At CERN, the European Organization for Nuclear Research, physicists and engineers are probing the fundamental structure of the universe. They use the world's largest and most complex scientific instruments to study the basic constituents of matter - the fundamental particles. The particles are made to collide together at close to the speed of light. The process gives the physicists clues about how the particles interact, and provides insights into the fundamental laws of nature.
The instruments used at CERN are purpose-built particle accelerators and detectors. Accelerators boost beams of particles to high energies before the beams are made to collide with each other or with stationary targets. Detectors observe and record the results of these collisions.
One of the detectors is LHCb:
It is located 100 meters (328 feet) under the ground
In CERN you can visit The Globe of Science and Innovation.

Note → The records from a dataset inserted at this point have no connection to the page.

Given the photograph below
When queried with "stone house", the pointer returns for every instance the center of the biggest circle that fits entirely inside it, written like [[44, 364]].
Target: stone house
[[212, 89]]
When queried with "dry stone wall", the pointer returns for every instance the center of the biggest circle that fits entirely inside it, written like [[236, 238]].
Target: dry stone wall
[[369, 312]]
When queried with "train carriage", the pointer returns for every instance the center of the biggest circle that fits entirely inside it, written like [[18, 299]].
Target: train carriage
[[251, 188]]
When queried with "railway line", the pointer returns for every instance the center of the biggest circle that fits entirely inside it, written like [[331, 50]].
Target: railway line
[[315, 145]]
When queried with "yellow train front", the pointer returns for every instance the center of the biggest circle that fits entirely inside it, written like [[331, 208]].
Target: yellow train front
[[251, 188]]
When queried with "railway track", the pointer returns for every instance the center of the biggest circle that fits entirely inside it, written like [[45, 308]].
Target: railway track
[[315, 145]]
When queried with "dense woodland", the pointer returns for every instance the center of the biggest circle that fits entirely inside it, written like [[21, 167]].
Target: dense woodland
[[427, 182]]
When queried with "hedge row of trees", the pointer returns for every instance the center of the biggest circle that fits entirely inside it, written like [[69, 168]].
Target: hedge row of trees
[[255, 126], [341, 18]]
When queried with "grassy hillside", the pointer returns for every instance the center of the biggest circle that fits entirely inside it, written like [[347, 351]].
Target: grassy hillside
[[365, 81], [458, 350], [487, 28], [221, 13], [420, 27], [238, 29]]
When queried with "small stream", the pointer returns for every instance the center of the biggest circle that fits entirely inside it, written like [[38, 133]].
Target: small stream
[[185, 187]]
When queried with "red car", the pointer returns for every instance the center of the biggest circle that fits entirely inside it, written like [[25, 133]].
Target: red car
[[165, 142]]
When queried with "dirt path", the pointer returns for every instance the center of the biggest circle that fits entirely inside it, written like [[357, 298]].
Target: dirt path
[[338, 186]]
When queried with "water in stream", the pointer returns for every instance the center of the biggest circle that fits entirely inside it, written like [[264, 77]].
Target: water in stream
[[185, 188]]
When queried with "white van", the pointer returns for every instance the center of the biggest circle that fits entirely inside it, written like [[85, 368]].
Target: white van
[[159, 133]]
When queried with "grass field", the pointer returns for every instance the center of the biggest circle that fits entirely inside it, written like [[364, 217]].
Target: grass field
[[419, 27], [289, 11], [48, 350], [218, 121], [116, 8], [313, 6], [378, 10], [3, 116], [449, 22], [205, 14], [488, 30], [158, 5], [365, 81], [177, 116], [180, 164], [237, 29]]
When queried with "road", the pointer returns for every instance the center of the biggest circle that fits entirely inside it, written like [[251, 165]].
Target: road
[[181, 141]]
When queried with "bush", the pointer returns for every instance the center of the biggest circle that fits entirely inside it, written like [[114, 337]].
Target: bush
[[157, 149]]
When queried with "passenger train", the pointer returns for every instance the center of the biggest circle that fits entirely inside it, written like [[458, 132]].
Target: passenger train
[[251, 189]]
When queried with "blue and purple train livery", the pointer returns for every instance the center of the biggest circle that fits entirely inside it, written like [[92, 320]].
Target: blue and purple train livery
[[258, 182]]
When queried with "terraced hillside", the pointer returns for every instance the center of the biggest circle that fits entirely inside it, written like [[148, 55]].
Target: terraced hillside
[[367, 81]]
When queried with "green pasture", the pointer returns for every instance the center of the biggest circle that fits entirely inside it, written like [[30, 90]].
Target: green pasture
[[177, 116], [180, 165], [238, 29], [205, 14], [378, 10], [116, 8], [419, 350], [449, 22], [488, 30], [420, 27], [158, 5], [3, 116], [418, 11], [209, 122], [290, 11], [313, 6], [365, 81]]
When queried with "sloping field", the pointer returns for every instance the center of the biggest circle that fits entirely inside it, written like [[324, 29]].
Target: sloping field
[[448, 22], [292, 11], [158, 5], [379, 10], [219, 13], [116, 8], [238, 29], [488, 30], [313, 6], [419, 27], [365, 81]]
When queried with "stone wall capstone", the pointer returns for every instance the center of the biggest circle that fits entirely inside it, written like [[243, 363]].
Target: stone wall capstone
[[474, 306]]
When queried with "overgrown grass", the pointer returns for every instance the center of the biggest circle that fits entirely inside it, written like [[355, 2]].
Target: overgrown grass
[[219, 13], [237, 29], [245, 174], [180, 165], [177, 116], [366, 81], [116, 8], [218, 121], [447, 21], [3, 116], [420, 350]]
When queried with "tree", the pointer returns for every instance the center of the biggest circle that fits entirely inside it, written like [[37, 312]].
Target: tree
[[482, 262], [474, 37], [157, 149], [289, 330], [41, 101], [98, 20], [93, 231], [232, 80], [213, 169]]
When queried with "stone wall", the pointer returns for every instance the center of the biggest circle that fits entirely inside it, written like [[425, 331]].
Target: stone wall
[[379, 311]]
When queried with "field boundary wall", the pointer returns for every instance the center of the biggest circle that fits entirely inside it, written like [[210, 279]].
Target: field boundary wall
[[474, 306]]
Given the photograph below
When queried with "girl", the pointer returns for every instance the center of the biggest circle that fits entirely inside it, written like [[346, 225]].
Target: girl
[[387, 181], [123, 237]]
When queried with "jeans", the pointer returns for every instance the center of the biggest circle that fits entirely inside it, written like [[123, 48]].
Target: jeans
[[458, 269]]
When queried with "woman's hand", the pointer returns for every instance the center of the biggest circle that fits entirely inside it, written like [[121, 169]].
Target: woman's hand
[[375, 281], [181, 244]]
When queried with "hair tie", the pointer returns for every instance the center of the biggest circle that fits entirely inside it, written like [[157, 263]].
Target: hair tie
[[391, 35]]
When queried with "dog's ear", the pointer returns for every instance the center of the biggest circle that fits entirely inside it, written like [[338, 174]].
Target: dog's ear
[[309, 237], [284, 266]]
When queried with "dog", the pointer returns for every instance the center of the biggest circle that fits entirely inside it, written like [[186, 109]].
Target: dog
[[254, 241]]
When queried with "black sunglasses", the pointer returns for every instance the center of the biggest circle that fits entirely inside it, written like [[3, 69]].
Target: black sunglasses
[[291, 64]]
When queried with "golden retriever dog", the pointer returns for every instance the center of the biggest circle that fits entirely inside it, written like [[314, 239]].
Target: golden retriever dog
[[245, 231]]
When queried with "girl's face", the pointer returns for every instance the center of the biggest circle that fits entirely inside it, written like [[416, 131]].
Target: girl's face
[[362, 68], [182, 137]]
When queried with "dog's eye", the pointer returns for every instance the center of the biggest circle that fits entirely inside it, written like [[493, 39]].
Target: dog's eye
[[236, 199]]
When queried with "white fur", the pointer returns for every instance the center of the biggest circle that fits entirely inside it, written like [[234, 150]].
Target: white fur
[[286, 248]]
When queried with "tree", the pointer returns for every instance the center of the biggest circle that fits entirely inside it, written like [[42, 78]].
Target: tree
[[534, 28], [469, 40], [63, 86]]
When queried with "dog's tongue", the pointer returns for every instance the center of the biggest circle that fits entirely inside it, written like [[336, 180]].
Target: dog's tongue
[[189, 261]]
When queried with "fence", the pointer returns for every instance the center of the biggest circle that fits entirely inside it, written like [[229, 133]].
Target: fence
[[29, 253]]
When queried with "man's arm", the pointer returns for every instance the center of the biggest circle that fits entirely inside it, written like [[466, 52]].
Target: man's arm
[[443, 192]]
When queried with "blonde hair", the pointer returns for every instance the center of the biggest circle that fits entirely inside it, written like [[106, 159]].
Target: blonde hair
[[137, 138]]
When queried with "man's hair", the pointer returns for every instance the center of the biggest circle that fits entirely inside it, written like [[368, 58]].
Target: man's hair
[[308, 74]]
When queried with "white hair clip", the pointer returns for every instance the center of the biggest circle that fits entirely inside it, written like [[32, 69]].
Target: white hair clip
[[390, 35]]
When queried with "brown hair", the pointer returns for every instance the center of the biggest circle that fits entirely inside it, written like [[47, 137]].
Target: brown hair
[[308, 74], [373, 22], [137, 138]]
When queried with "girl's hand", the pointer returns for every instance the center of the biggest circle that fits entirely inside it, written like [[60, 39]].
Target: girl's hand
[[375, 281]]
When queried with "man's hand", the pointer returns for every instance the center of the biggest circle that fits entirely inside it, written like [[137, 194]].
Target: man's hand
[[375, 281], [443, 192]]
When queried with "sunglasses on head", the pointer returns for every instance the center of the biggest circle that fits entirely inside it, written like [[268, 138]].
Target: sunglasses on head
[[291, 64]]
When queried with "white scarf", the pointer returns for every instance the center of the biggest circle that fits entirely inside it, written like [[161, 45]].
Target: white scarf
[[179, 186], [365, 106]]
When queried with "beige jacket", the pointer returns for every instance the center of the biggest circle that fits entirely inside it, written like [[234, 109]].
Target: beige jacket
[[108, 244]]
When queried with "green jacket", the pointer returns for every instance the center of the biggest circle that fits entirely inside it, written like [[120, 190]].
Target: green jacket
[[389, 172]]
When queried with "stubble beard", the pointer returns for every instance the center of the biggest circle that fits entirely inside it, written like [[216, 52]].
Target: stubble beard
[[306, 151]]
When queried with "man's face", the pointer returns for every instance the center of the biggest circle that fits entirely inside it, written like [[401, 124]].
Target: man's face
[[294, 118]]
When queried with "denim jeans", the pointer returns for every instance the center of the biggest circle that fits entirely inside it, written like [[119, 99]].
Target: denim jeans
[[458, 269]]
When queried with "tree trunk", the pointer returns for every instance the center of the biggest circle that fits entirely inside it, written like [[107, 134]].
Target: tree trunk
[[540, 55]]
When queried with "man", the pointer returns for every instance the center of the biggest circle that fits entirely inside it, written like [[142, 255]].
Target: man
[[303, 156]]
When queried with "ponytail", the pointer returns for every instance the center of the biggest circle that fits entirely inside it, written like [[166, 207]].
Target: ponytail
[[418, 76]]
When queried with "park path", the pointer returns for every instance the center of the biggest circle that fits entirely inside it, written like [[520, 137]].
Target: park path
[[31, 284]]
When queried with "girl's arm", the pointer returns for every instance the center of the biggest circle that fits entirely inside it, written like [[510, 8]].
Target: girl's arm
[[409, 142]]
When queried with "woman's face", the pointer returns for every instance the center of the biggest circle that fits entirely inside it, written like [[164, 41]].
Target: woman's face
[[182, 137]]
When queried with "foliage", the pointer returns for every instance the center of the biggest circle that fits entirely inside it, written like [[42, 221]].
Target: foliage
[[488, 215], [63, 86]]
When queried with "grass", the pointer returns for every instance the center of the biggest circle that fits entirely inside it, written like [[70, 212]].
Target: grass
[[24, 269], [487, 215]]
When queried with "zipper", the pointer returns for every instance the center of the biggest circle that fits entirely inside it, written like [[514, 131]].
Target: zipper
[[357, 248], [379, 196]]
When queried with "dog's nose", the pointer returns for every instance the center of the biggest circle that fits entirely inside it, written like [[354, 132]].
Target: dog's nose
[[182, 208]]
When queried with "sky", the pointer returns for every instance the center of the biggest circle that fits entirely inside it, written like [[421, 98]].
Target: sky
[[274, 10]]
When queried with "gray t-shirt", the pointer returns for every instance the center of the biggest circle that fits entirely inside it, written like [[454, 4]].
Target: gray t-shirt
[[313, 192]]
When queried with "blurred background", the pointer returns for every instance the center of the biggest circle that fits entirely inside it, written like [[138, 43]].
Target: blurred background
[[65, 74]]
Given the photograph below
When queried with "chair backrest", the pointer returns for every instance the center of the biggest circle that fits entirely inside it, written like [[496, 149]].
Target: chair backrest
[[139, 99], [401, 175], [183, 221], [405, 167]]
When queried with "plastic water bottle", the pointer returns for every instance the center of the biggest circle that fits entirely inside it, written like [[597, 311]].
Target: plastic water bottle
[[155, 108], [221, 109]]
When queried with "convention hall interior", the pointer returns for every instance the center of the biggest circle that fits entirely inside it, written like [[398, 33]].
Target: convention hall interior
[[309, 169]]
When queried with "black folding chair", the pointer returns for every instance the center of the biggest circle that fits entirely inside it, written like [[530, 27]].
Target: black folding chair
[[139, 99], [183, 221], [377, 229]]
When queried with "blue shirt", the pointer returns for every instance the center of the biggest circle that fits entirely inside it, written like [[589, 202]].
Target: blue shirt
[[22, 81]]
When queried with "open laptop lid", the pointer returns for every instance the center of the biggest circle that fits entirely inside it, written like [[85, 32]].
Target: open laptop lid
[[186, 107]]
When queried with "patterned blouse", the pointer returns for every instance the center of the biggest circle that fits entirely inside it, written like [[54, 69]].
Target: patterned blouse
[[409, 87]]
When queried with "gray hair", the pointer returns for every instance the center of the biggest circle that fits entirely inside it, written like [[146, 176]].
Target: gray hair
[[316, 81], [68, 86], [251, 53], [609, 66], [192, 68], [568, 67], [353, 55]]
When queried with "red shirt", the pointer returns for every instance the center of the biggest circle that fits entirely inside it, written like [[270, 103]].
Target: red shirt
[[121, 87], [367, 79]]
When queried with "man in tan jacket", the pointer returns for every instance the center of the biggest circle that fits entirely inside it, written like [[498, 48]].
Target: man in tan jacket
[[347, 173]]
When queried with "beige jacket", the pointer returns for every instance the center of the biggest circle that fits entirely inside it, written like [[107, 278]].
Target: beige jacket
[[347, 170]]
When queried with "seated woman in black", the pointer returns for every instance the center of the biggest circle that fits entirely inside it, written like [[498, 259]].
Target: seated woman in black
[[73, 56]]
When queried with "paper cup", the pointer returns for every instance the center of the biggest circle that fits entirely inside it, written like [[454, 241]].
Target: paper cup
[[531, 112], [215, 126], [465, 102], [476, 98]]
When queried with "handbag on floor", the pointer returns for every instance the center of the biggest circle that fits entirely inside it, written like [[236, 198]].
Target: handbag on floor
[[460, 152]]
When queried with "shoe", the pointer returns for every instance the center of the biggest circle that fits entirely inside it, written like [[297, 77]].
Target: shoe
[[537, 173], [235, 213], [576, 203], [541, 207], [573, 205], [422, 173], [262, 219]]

At 27 metres in height and 40 metres in diameter, it’s about the size of the Sistine Chapel in Rome. A landmark by day and by night, the Globe stands out in the wine-growing countryside not far from Geneva. Its wooden structure constituting a symbol of sustainable development, the Globe sends a clear message on science, particle physics, cutting-edge technologies and their applications in everyday life.
Inside you can see the history of the universe and the development of science:
Thank you very much for your interest and read this blog. Best regards
I am very happy because Peter Higgs inventor higgs boson theory on October 8, together with Francois Englert received the Nobel Prize in physics. Peter Higgs created the theory of elementary particles. The scientists at CERN are investigating these particles.